Sr Annie Girard, FJ-Cam’s coordinator, and I also had meetings with representatives from Cameroon’s National Justice and Peace group, chiefly about the work being done with the people about sourcing gas in Logbaba. When we had meetings with INADES and the Centre for the Environment and Development, the central topic of conversation was land and land grabbing.


I was invited to attend a board meeting of the Antenna where we reflected on the social observation project and heard about the subjects chosen by the different regions. We saw that it was vital that this observation programme led to action. JPIC formation for religious seems essential. AEFJN’s Manual can help with this formation. The advocacy work on medicines and land issues will continue.


With the Douala Faith & Justice group, the Antenna team and I had a meeting with the people of Njock in the Central Province where a barrage being built to generate energy for the iron mines will flood their village.


In Douala, the team visited the central prison with the chaplain. The prison is over-populated and there are inhumane conditions with prisoners having to sleep in the open air, even when it is raining. The place where we met the doctor was unsanitary. We spoke about medicines that were available to prisoners. These are generics, including anti-retrovirals for AIDS and TB, but there is nothing for other illnesses like diabetes and sometimes stocks run out. Conditions for the young, VIPs and women are considerably better.


While we were there, we met Paul Eric Kingue, the mayor of the village where the PHP Banana company operates. He is in prison because he wanted to force PHP to pay taxes and he was defending the rights of the people. He appealed to the Court of Human Rights who censured Cameroon for imprisoning him and for its judgments.

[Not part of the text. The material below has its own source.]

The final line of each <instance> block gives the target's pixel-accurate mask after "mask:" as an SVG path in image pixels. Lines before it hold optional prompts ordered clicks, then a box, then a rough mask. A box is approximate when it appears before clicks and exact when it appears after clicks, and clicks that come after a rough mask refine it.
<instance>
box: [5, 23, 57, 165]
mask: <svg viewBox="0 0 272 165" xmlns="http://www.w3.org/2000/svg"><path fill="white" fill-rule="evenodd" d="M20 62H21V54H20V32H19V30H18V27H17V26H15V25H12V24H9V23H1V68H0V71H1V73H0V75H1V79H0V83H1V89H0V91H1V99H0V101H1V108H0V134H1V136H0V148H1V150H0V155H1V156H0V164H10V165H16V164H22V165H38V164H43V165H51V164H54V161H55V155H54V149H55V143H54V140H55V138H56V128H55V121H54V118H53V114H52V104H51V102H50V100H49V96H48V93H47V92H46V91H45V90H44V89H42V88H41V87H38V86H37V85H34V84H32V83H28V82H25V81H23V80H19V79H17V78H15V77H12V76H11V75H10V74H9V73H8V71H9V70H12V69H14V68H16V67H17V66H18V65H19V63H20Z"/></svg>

Annie and I met the provincial of the West African Jesuit province and had a meeting with the Douala FJ-Cam group to speak to them about their future work and commitment. We also visited the site of the gas factory at Logbaba operated by ‘Rodeo Development Ltd’, a subsidiary of the English company Victoria Oil and Gas. We had a meeting with the victims who were forced out and then either poorly compensated or not compensated at all. While Rodeo is sending gas to businesses in Douala, the local people do not have running water.

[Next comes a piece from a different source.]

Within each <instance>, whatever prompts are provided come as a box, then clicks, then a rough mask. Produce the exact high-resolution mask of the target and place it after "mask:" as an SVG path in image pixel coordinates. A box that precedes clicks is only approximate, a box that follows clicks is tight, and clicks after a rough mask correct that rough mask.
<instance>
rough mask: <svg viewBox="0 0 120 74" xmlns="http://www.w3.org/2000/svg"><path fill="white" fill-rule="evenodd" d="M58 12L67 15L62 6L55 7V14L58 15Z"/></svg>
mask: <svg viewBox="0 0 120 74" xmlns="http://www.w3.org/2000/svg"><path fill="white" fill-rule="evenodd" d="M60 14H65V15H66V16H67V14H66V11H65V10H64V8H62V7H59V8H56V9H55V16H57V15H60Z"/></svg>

The FJ-Cam team, the Douala group and I also met the Justice & Peace team of the Douala diocese to tell them about the work of the two organisations and to explore possible collaboration.

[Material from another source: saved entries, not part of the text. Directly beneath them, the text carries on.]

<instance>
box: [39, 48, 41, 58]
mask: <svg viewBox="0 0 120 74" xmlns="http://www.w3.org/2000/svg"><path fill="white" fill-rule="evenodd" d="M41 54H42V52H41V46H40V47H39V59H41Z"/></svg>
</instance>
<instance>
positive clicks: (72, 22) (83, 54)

The final visit was to Action Paysanne (AP), an organisation for bio-farmers who are coming to the defence of family farming. The main problem seems to be that of land, alongside the need for infrastructure and both quality and quantity in production. As we explored the possibility of collaboration between AP and FJ-Cam, the only idea we came up with for the moment was putting together some simple information on land-grabbing that AP could distribute.


I would like to thank Sr Annie Girard, Xaverian and CJ-Cam coordinator for her welcome and availability.